I have the following dataframe
color sex id var value
1 blue 0 1 dog_clm NA
2 blue 0 1 dog_clm NA
3 blue 0 1 dog_clm 1
4 blue 1 2 dog_clm NA
5 blue 1 2 dog_clm 2
6 blue 1 2 dog_clm NA
7 blue 1 3 dog_clm NA
8 blue 1 3 dog_clm 6
9 blue 1 3 dog_clm NA
10 blue 1 4 dog_clm 7
11 blue 1 4 dog_clm NA
12 blue 1 4 dog_clm 1
I want to remove the ids where there are multiple values. How can I do this? Expected output would remove id 4 because it has values of 7 and 1.
Expected output
color sex id var value
1 blue 0 1 dog_clm NA
2 blue 0 1 dog_clm NA
3 blue 0 1 dog_clm 1
4 blue 1 2 dog_clm NA
5 blue 1 2 dog_clm 2
6 blue 1 2 dog_clm NA
7 blue 1 3 dog_clm NA
8 blue 1 3 dog_clm 6
9 blue 1 3 dog_clm NA
CodePudding user response:
Not sure why CIAndrews deleted their answer, but using their sample data with the extra all-NA group added:
df %>%
group_by(id) %>%
filter(n_distinct(value, na.rm = TRUE) <= 1)
# # A tibble: 12 × 5
# # Groups: id [4]
# color sex id var value
# <chr> <dbl> <int> <chr> <dbl>
# 1 blue 0 1 dog_clm NA
# 2 blue 0 1 dog_clm NA
# 3 blue 0 1 dog_clm 1
# 4 blue 1 2 dog_clm NA
# 5 blue 1 2 dog_clm 2
# 6 blue 1 2 dog_clm NA
# 7 blue 1 3 dog_clm NA
# 8 blue 1 3 dog_clm 6
# 9 blue 1 3 dog_clm NA
# 10 blue 1 5 dog_clm NA
# 11 blue 1 5 dog_clm NA
# 12 blue 1 5 dog_clm NA
Sample Data:
df <- structure(list(color = c("blue", "blue", "blue", "blue", "blue",
"blue", "blue", "blue", "blue", "blue", "blue", "blue", "blue",
"blue", "blue"), sex = c(0, 0, 0, 1, 1, 1, 1, 1, 1, 1, 1, 1,
1, 1, 1), id = c(1L, 1L, 1L, 2L, 2L, 2L, 3L, 3L, 3L, 4L, 4L,
4L, 5L, 5L, 5L), var = c("dog_clm", "dog_clm", "dog_clm", "dog_clm",
"dog_clm", "dog_clm", "dog_clm", "dog_clm", "dog_clm", "dog_clm",
"dog_clm", "dog_clm", "dog_clm", "dog_clm", "dog_clm"), value = c(NA,
NA, 1, NA, 2, NA, NA, 6, NA, 7, NA, 1, NA, NA, NA)), class = "data.frame", row.names = c(NA,
-15L))
CodePudding user response:
Here's what I'd do:
- Group by id as the other comments have suggested.

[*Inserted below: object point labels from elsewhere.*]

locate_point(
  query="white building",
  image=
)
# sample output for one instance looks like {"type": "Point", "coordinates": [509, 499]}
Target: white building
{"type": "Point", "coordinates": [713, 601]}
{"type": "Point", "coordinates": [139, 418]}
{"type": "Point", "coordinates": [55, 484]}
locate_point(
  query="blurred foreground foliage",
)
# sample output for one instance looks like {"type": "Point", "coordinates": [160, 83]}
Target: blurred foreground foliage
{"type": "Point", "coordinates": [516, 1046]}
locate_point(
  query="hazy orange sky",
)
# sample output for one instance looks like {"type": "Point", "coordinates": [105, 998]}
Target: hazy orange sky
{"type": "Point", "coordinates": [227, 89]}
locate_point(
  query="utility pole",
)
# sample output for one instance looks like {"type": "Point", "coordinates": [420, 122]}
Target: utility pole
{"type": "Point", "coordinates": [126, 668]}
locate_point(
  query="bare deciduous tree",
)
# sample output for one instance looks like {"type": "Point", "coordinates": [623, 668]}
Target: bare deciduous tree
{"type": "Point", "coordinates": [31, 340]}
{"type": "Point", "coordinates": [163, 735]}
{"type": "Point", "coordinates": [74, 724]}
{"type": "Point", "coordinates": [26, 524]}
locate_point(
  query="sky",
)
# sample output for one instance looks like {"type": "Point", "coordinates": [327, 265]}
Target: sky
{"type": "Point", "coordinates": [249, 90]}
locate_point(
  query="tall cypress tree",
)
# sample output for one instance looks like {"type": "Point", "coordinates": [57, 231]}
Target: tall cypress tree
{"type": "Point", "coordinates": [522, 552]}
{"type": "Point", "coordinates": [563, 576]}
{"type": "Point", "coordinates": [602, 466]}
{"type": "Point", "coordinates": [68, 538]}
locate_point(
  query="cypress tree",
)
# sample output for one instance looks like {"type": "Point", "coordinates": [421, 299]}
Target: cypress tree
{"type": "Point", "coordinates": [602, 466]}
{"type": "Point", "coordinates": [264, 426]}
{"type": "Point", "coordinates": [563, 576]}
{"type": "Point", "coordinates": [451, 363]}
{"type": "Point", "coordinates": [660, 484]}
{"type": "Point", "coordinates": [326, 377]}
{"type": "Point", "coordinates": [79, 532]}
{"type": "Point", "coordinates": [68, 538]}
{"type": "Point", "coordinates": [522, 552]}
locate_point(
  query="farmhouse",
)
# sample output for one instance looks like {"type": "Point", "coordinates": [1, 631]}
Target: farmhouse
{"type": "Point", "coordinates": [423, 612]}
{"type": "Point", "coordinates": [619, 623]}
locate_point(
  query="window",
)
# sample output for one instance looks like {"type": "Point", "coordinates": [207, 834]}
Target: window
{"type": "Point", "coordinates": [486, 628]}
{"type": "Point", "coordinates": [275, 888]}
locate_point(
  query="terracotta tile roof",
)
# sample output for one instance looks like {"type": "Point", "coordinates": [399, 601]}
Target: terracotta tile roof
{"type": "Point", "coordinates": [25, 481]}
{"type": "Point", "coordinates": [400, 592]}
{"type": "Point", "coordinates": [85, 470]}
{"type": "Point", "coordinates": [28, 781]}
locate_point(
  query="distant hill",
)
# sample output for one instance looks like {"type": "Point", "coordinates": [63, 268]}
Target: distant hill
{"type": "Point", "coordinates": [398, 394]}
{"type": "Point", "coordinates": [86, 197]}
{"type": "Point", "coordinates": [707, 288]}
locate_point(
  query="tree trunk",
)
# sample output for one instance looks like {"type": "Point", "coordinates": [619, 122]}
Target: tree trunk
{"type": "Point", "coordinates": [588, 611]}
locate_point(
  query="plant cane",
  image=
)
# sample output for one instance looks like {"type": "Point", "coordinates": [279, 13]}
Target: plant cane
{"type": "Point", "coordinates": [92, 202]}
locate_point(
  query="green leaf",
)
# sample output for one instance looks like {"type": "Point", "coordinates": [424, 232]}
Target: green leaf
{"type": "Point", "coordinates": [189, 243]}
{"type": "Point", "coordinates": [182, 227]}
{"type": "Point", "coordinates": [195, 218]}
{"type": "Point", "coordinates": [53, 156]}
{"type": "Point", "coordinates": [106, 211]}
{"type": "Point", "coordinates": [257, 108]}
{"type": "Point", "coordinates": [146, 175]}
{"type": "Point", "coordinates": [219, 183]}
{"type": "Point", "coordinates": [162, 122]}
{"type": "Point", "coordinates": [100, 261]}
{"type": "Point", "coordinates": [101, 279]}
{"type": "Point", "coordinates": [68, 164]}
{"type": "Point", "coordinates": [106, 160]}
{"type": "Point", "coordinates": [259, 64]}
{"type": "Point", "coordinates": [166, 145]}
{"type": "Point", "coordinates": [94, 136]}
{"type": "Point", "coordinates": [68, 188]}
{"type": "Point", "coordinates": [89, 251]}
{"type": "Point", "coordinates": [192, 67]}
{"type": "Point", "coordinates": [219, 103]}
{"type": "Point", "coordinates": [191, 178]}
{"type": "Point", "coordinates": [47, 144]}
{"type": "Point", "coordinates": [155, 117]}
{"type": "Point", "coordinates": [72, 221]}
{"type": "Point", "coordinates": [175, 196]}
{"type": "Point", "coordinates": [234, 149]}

- Find all the duplicate values, including the 1st instance. The base R function
duplicated
will find any instances where some value already exists but it won't tag the 1st unless you also include the argumentfromLast = TRUE
, in which case it will ignore the last duplicate. You can use both, though, together in an "or" statement.
Here's how I'd do this using a tidyverse approach:
MyDataFrame <- MyDataFrame %>%
group_by(id) %>%
filter(which(duplicated(value) | duplicated(value, fromLast = TRUE))
That should include NA values the way you want.